Every creative project has a beginning, an end, and a middle. The beginning is full of possibility—sketches, fragments, early sparks. The end is where things harden into form—decisions made, tensions resolved, the work stepping into its final voice. But the middle has always been the part that determines whether something becomes merely competent or genuinely alive. It is the place where ideas deepen, where contradictions collide, where a project stops being an exploration and becomes a commitment. Writers like Elena Ferrante describe the middle as “the point at which the work argues back.” Filmmakers such as Denis Villeneuve call it “the negotiation phase,” when the film reveals what it wants but also what it refuses. Even choreographers like Pina Bausch spoke of the middle as “the struggle that gives the piece its spine.”
Generative AI has changed almost everything about the mechanics of creation, but it has not eliminated this middle. If anything, it has made the middle more fragile and more necessary than ever. Tools like Midjourney, Runway, Claude and Sora compress the early creative stage—what once required days of drafting, sketching or scouting can now unfold in minutes. The systems offer abundance before intention has fully formed. They provide clarity before direction has matured. And while this acceleration is extraordinary, it risks distorting the rhythm of creative development: it can make the beginning feel like the middle, long before the creator has done the thinking the middle requires.
This is where Copy Lab’s philosophy guides our approach. The sacred partnership between humans and GenAI depends on the human’s ability to hold space for the middle—to protect the period of interpretation, deliberation and emotional calibration that no model can replace. AI can generate a visual direction, but it cannot determine whether that direction carries the resonance a project needs. It can propose language, but it cannot sense whether the tone aligns with the underlying intuition. It can suggest structures, but it cannot feel the discomfort that signals a deeper idea is still waiting to emerge.
The middle of a project has historically been the least glamorous phase. It lacks the thrill of early ideation and the satisfaction of completion. It is characterized by self-doubt, re-evaluation, and the slow building of conviction. Writers like Zadie Smith describe it as “the place where you lose faith before you gain it again.” Musicians like Thom Yorke speak of the middle as the moment when a song “refuses to reveal its logic.” The process demands clarity of purpose, not because the project is finished, but because it is resisting finality until the creator understands what it needs to become.

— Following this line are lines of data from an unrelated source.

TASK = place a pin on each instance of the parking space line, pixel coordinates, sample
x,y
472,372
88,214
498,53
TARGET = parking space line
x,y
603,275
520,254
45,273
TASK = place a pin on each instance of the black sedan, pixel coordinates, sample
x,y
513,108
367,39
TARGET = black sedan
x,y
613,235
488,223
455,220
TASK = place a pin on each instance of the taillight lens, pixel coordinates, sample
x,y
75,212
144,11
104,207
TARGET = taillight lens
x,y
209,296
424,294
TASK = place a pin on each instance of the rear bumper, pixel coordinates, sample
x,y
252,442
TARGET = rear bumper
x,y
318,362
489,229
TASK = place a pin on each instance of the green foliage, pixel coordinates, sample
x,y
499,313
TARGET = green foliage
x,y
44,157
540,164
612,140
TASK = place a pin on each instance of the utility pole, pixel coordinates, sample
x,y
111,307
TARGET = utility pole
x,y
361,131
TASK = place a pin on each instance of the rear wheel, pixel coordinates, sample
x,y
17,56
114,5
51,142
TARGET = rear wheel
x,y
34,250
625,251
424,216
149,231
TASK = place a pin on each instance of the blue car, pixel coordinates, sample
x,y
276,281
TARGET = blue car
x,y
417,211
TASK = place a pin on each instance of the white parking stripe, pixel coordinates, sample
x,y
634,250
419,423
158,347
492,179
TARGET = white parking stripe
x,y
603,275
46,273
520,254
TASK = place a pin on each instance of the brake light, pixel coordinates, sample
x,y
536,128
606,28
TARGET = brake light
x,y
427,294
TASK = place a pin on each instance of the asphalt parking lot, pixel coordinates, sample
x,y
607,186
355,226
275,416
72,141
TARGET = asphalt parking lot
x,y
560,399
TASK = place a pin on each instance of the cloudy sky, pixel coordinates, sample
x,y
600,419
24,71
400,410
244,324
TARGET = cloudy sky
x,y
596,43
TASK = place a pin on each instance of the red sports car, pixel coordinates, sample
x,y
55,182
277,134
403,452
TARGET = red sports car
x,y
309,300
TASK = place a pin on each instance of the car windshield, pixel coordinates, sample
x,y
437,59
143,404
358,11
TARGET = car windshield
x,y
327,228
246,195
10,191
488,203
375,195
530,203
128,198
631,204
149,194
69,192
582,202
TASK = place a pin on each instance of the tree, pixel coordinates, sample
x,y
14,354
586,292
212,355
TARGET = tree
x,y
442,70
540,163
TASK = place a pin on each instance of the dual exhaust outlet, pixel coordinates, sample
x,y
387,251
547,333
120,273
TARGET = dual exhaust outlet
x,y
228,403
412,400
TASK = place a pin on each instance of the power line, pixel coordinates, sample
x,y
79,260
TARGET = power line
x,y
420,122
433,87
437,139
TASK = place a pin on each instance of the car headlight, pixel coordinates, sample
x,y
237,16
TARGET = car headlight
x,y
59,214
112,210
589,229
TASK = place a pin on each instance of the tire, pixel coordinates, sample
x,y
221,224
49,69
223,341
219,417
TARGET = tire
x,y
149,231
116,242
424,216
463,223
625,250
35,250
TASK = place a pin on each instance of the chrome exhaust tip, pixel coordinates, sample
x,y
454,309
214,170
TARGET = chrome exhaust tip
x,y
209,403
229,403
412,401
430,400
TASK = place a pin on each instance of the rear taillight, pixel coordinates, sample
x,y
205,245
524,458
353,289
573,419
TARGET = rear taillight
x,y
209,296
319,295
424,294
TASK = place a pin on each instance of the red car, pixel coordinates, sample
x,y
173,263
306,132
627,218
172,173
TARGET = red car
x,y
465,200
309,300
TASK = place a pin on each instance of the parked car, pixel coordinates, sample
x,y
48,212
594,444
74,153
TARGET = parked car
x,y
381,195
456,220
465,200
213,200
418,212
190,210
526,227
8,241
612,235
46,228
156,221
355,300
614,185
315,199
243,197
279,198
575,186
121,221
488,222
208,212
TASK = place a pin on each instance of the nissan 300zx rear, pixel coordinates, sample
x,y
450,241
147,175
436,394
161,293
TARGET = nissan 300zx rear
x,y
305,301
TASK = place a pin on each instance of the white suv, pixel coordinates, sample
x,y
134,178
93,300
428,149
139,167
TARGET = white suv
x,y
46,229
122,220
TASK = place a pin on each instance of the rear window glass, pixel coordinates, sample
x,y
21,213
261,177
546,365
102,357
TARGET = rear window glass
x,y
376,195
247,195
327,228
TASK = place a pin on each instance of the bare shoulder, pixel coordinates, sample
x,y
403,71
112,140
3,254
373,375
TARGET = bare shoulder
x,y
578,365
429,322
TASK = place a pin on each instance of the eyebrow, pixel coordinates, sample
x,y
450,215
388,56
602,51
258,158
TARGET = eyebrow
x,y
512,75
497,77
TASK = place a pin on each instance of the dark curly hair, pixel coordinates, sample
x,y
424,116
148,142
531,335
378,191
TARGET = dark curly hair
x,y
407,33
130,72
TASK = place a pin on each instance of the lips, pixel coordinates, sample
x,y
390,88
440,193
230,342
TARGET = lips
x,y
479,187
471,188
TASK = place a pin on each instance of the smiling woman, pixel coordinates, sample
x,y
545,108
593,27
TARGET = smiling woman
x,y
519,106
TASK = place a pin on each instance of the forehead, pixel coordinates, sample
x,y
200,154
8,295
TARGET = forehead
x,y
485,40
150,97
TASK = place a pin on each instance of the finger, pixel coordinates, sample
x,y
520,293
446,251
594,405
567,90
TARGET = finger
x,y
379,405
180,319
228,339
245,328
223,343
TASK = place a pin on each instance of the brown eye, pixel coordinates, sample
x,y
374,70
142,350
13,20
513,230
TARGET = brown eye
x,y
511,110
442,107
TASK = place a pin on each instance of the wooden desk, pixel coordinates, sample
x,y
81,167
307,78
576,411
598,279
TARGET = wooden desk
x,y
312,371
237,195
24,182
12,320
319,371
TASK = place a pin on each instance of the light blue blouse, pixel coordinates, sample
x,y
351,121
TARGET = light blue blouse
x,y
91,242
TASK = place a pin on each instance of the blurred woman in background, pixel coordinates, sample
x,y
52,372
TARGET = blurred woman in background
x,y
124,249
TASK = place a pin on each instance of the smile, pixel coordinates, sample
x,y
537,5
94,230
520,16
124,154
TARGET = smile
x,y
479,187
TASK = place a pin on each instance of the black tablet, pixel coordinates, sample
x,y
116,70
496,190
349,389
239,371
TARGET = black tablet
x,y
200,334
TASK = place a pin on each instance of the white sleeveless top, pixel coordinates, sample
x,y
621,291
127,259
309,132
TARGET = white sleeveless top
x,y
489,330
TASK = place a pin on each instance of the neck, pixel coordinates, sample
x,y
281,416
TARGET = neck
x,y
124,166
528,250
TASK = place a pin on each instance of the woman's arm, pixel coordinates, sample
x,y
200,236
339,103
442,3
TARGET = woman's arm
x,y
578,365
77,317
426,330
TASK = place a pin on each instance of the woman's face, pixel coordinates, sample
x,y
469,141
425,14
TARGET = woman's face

AI does not resist. It generates. And that difference matters.
Generative tools remove the friction that once forced creators to interrogate their choices. When a designer had to manually redraw variations, each variation carried weight. When a director had to reshoot or re-edit scenes, every decision demanded justification. Today, the cost of producing options has effectively disappeared. Variations populate instantly. Adjustments happen in real time. The technology removes the labor but also removes the forcing mechanism that once compelled creators to understand the work.
This does not make GenAI a threat. It makes it a partner that demands more from its human counterpart. The middle becomes a deliberate choice rather than an unavoidable phase. The creator must slow themselves down, even when the technology speeds up. They must ask the questions the system cannot: Why this tone? Why this structure? Why this rhythm, this color, this pacing? What tension is the work trying to resolve? What feeling is the work trying to protect? What truth is it trying to uncover?
At Copy Lab, we see the middle not as a hurdle but as the heartbeat of a project. GenAI gives us the freedom to arrive there faster, but we never skip it. The middle is where intention becomes visible—where the human decides what the work should mean, what it should resist, what it should insist upon. The models can supply alternate paths, but they cannot make the choice of direction. That responsibility remains human, and appropriately so. It is in this space that taste, intuition, ethics, cultural awareness and personal experience converge.
The risk of the GenAI era is not that machines will take over creativity; it is that humans will forget to engage with the middle. But the opportunity is far greater: when used with awareness, AI frees creators from mechanical tasks so they can invest more fully in the interpretive, emotional, conceptual labor that defines real artistry.
The middle still matters. It is where the work becomes itself. And in the era of GenAI, it is the place where the sacred partnership between machine abundance and human intention is forged—quietly, thoughtfully, and with a depth no system can automate.